Which meant nothing; they were here to see the ball player with the bandage on his forehead.

“Cory Brand. Did you sustain any injuries?”

“Cory, what happened?”

The reporters were elbowing to get a quote and a sound bite, but Helene remained on guard, trying to shield him as he stepped up beside her. He knew the routine. Running away or not saying a word only made things worse.

“As I was saying,” Helene said in a commanding voice, “Cory Brand is happy to report that, other than bumps and bruises, he is just fine—”

One of the more aggressive reporters, a blonde-haired woman obviously not impressed with Cory or his agent, barked out, “Cory. How’s your brother?”

“He’s, uh, okay.”

“Clay Brand is resting comfortably, and while sustaining other injuries—”

“What injuries exactly?” Ms. Barbie-Doing-Barbara-Walters demanded.

“Cory, have you been suspended by the Grizzlies?” a wrinkled-faced journalist asked.

“Was alcohol involved in the accident, Cory?” asked another plain-faced, suspicious stranger holding a recorder.

Cory wanted to take the mini-recorder and jam it down the guy’s throat.

Helene put a hand on his arm and held it firmly as she continued to talk. “A tractor was involved in the accident,” she said, elevating the mood and defusing the intensity. “And Mr. Brand, out of love for his brother, has offered to stay in Okmulgee and take his brother’s place as coach of the local kids’ baseball team.”

Say what?

Cory looked at her with a disbelieving glance, just like the rest of them. There was laughter and some levity now as the pack of reporters picked up on this latest news.

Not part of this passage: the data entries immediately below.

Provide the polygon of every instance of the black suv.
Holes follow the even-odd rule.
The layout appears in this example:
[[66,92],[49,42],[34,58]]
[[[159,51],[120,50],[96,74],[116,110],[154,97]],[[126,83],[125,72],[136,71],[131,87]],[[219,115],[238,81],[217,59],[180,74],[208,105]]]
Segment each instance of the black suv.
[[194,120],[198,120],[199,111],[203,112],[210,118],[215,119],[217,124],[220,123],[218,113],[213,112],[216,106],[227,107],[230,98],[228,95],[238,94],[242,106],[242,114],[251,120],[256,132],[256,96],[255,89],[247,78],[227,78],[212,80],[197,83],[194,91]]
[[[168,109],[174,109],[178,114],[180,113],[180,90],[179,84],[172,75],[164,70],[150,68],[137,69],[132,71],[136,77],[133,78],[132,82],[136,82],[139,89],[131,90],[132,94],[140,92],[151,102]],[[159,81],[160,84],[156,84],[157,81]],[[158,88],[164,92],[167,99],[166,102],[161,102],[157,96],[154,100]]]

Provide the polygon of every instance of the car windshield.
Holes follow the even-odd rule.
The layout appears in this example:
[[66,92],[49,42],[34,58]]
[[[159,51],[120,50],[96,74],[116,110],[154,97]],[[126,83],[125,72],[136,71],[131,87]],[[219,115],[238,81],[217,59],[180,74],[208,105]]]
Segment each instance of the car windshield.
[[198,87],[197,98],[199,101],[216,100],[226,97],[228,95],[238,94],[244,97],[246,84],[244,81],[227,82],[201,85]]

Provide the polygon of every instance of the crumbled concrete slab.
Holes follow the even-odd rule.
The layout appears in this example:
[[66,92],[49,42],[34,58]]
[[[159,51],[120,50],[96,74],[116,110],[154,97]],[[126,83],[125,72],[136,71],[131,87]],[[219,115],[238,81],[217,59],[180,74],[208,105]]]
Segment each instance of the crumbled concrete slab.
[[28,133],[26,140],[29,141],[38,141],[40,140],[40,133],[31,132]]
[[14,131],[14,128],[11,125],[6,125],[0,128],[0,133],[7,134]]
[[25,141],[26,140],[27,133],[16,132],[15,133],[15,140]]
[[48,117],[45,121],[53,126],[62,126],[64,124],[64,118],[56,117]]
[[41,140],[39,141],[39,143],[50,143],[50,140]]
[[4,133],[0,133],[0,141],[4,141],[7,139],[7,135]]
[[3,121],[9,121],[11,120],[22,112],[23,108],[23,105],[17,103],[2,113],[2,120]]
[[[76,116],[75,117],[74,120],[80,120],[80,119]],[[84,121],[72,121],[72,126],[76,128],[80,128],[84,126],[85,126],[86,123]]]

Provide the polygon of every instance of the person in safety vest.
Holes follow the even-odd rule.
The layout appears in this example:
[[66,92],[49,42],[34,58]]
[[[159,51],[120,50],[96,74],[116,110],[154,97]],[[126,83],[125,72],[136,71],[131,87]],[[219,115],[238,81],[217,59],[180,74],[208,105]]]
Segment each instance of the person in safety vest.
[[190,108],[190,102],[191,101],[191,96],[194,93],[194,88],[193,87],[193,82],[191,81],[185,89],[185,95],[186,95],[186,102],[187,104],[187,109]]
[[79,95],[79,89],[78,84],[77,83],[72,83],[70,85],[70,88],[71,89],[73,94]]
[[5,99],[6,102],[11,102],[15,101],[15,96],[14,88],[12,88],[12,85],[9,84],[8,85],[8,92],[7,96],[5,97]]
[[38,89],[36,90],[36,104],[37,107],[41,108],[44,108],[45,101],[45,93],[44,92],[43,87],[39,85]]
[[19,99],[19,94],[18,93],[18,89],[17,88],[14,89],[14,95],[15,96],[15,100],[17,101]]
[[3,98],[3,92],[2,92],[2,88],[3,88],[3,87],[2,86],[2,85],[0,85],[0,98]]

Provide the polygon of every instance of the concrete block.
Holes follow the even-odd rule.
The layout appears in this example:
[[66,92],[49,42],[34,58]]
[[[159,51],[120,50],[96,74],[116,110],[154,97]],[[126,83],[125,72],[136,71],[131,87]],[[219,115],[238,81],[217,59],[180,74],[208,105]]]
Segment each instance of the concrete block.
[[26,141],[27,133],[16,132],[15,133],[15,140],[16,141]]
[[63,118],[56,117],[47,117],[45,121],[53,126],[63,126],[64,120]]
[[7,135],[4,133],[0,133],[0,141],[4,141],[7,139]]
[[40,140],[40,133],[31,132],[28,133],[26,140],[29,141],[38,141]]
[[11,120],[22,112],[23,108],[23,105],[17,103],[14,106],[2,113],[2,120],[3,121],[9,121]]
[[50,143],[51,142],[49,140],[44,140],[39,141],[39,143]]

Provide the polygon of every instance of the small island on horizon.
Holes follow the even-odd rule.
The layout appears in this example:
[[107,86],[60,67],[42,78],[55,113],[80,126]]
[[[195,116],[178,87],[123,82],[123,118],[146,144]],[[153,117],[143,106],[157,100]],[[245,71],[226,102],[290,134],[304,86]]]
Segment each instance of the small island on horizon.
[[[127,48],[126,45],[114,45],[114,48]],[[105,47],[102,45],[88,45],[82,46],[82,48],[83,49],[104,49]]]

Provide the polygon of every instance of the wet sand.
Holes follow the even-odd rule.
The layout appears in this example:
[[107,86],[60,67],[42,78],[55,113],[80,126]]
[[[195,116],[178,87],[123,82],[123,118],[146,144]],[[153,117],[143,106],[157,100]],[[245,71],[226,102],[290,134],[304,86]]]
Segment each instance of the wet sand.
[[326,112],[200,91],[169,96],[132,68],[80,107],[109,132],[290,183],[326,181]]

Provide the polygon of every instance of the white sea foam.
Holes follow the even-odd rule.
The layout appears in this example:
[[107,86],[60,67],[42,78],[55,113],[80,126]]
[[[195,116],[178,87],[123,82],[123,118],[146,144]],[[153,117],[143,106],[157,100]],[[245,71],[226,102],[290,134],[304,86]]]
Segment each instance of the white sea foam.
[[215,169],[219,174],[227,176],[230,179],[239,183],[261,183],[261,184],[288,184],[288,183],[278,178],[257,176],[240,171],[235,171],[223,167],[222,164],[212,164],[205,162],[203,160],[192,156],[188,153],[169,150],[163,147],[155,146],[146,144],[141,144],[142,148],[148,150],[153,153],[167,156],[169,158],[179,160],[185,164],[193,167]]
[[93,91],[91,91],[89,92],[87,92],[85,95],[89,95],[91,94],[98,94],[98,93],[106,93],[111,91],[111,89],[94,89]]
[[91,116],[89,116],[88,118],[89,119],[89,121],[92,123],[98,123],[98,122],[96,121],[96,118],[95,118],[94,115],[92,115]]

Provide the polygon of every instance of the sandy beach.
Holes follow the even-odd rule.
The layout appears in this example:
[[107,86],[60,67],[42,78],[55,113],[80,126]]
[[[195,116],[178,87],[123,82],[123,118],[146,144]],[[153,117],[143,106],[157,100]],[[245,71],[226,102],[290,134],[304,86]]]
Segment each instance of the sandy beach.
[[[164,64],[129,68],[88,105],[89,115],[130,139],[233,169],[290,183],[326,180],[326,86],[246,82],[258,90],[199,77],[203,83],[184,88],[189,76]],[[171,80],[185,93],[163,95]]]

“Cory Brand’s coaching kids’ baseball?” the blonde asked.

Nobody seemed to be buying it.

“That’s one lucky team,” the older reporter said.

“Do the parents know their kids are getting Cory Brand as their coach?” Mr. Don’t-Drive-Drunk roving reporter asked.

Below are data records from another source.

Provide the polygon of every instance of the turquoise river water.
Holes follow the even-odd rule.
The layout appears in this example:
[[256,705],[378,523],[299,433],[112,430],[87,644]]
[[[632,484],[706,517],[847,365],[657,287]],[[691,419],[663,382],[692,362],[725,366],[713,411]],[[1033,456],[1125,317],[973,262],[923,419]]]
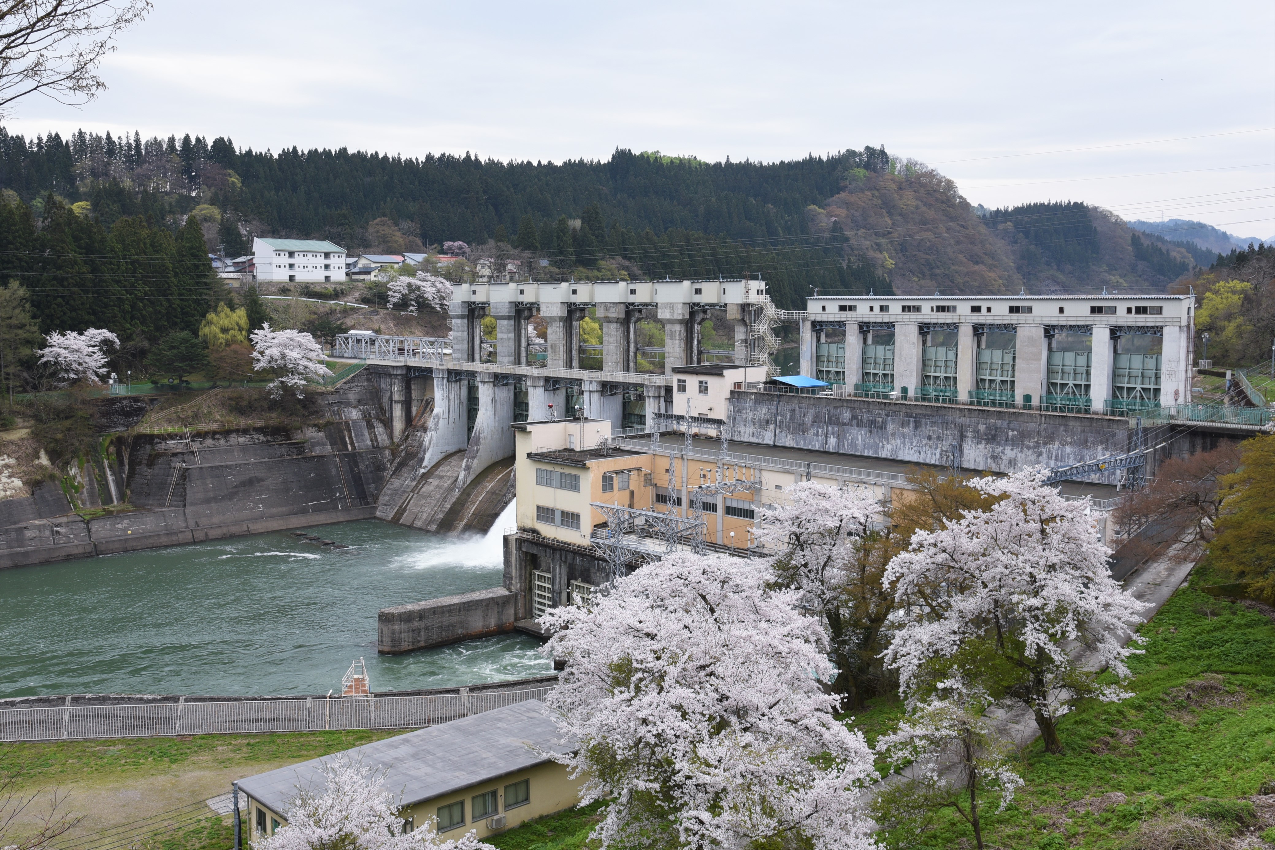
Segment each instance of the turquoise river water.
[[[524,635],[376,654],[376,612],[501,584],[501,537],[363,520],[0,571],[0,697],[284,695],[340,689],[362,656],[374,691],[543,675]],[[300,530],[300,529],[298,529]]]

Cory had no idea what to say. First Helene got him roped into taking some twelve-step program, and now he was coaching Little League?

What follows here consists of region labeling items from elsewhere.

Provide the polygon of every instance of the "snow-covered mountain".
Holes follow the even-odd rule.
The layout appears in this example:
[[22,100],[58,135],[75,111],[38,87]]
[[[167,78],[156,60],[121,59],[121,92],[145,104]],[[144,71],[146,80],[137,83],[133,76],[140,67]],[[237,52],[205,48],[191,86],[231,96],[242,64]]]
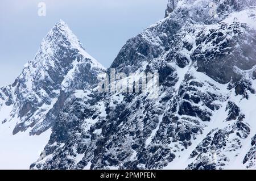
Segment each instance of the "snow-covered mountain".
[[19,132],[39,135],[49,129],[69,95],[97,83],[98,73],[104,70],[67,24],[58,22],[14,83],[0,88],[0,157],[10,151],[3,145],[11,142],[9,137]]
[[[31,134],[42,125],[52,132],[30,168],[256,169],[255,35],[254,0],[169,0],[166,18],[129,40],[110,67],[158,72],[159,96],[70,86],[54,121],[32,124]],[[60,92],[72,82],[64,79]],[[2,89],[7,105],[17,85]]]

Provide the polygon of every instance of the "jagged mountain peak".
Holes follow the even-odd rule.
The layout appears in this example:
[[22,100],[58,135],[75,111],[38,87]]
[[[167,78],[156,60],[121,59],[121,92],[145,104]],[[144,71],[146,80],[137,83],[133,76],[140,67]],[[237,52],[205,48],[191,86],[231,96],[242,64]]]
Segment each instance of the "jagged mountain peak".
[[5,94],[2,102],[10,106],[10,114],[4,119],[16,117],[14,134],[29,127],[33,128],[30,134],[41,134],[51,127],[67,98],[75,90],[97,83],[97,74],[105,69],[60,20]]

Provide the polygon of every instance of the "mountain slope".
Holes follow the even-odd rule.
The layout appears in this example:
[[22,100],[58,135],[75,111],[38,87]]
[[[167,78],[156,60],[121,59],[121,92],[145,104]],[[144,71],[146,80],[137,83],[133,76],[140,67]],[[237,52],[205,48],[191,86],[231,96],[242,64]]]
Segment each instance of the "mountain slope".
[[[65,22],[60,20],[55,24],[43,40],[34,59],[25,65],[14,83],[0,88],[1,159],[18,145],[23,143],[22,148],[25,148],[27,141],[36,143],[40,140],[36,136],[27,136],[45,135],[67,98],[76,90],[97,84],[98,74],[104,71],[85,51]],[[49,139],[51,131],[47,133],[42,145]],[[24,140],[19,139],[22,137]],[[31,144],[32,151],[36,144]],[[39,148],[43,148],[42,145]],[[22,151],[30,151],[26,150]]]
[[170,0],[111,66],[158,72],[159,97],[77,92],[31,168],[255,169],[255,5]]

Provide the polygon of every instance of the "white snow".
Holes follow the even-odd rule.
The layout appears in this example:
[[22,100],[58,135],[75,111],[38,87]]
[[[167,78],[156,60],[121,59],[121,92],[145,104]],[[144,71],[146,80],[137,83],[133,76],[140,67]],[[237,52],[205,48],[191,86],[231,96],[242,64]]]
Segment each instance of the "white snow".
[[51,130],[40,136],[29,136],[29,130],[13,135],[16,121],[0,124],[0,169],[30,169],[49,140]]

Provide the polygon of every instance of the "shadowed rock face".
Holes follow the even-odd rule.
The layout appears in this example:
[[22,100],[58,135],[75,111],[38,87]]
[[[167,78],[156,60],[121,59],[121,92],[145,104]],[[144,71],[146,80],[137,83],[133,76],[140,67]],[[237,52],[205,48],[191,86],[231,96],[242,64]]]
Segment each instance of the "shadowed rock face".
[[19,120],[13,134],[30,127],[32,128],[31,134],[47,130],[67,97],[76,89],[97,83],[97,75],[104,69],[60,20],[43,40],[35,58],[24,66],[11,86],[1,89],[3,93],[5,91],[3,102],[13,107],[7,121],[14,117]]
[[255,168],[254,5],[169,1],[166,18],[129,40],[111,66],[159,72],[159,96],[71,94],[31,169]]

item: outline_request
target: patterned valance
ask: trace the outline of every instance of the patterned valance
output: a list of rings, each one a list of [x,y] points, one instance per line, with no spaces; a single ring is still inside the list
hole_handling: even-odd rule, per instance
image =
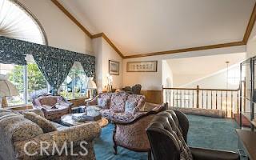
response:
[[[0,36],[0,62],[26,65],[26,54],[46,56],[60,62],[80,62],[88,77],[95,75],[94,56]]]
[[[26,65],[26,54],[33,55],[54,94],[74,62],[81,62],[88,77],[95,78],[94,56],[0,36],[0,62]]]

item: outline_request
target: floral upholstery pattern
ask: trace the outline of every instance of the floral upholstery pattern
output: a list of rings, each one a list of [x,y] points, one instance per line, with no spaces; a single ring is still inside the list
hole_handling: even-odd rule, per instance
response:
[[[23,113],[24,118],[29,119],[38,125],[43,133],[53,132],[57,130],[57,128],[47,119],[38,115],[33,112],[25,112]]]
[[[181,108],[181,107],[170,107],[171,110],[179,110],[184,114],[190,114],[194,115],[204,115],[209,117],[225,118],[226,112],[221,110],[210,110],[202,108]]]
[[[102,109],[109,109],[110,106],[110,98],[98,98],[98,105]]]
[[[114,122],[116,129],[114,132],[114,150],[120,146],[135,151],[147,152],[150,150],[150,145],[146,133],[146,129],[150,121],[159,112],[166,109],[166,104],[158,105],[158,110],[148,112],[137,112],[129,122]]]
[[[109,109],[101,110],[102,115],[110,121],[122,122],[133,120],[146,102],[143,95],[130,94],[126,92],[105,93],[100,94],[91,101],[87,102],[87,107],[100,106],[98,104],[99,98],[110,99],[110,106]]]
[[[136,106],[135,102],[126,101],[126,108],[125,108],[126,113],[133,114],[134,106]]]
[[[34,108],[39,109],[44,113],[46,119],[51,121],[59,120],[62,115],[70,113],[73,105],[62,96],[50,94],[41,95],[33,98],[32,103]]]
[[[116,93],[111,97],[110,109],[114,112],[120,113],[125,111],[125,103],[128,94],[125,93]]]
[[[42,112],[42,111],[41,111]],[[95,154],[94,151],[93,140],[101,133],[101,127],[97,122],[92,122],[83,125],[73,127],[62,127],[58,126],[58,130],[43,134],[39,126],[23,117],[23,115],[11,110],[0,110],[2,117],[4,114],[10,115],[2,118],[0,121],[0,143],[5,144],[0,146],[1,160],[18,160],[18,159],[88,159],[94,160]],[[10,114],[12,113],[13,114]],[[24,112],[26,113],[26,112]],[[16,115],[14,115],[16,114]],[[11,115],[11,116],[10,116]],[[2,118],[1,117],[1,118]],[[48,156],[44,153],[43,155],[35,154],[28,156],[26,154],[24,147],[28,142],[27,151],[32,153],[40,153],[40,142],[48,142],[50,146],[46,149],[48,153],[52,154],[54,143],[58,149],[61,149],[64,142],[68,146],[68,156],[63,154]],[[80,142],[86,141],[85,146],[88,150],[86,156],[71,156],[70,146],[73,142],[73,153],[78,154],[79,151],[85,153],[85,150],[80,147]]]

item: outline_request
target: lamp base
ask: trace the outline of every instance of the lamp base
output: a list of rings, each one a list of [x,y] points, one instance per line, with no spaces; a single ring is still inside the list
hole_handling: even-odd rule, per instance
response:
[[[2,108],[6,108],[8,106],[6,97],[2,98]]]

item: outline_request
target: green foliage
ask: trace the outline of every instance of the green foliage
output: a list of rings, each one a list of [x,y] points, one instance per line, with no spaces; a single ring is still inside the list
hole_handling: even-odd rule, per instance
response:
[[[35,63],[30,63],[27,65],[28,70],[28,90],[29,93],[34,90],[40,90],[47,87],[46,81],[41,71],[39,70],[38,65]]]
[[[9,80],[16,86],[19,92],[22,92],[24,90],[23,70],[24,66],[14,66],[14,71],[9,78]],[[46,81],[39,70],[37,64],[29,63],[27,65],[27,74],[29,93],[46,88]]]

Next I’m going to be working in a soup kitchen and sewing clothes for the homeless.

“Does this mean you’re moving to Okmulgee?” another journalist asked.

The others were scrambling, trying to get more details and sending others off to try to interview more people for this big story in sports.

The questions began to assault them, and Cory couldn’t answer a single one because he had enough questions of his own.

“Mr. Brand’s had a long day, guys,” Helene said, waving the white flag with her hand. “We’ll release another statement tomorrow when he attends his first practice with the Bulldogs. Thank you very much.”

I’ve gone from batting cleanup with the Grizzlies to chasing ten-year-olds on the Bulldogs. Wonderful.

Helene tugged at him to follow her back into the hospital. He gave his routine smile even as more questions came.

“Is the Bulldog venue big enough to handle the anticipated crowds?”

That was a good question, but he didn’t have the answer. The lights of the cameras went off as reporters and photographers knew this was their last opportunity to capture a moment.

Out of the entryway to the hospital and standing alone in the hallway where they could still be seen, Cory looked happy and calm on the surface, but inside he wanted to tear into his agent.

“You’re way out of line this time,” he said.

“No, you are. And I’m fixing it.” Helene raised her eyebrows and grinned as she glanced at the crowd. “Man, I’m good.”

“I’m not doing it.”

“Oh, that ship has sailed. It’s online by now. Next conversation.”

Cory glanced down the hallway leading to the room where Clay lay.

“Go see your poor brother one more time before I take you to your new home sweet home.”

Before he could tell her no or ask her another question, Helene was moving, on her way to fix things. That was her job.

He headed inside to see his brother. Not that he particularly wanted to, but he knew that was the only place he could go right now.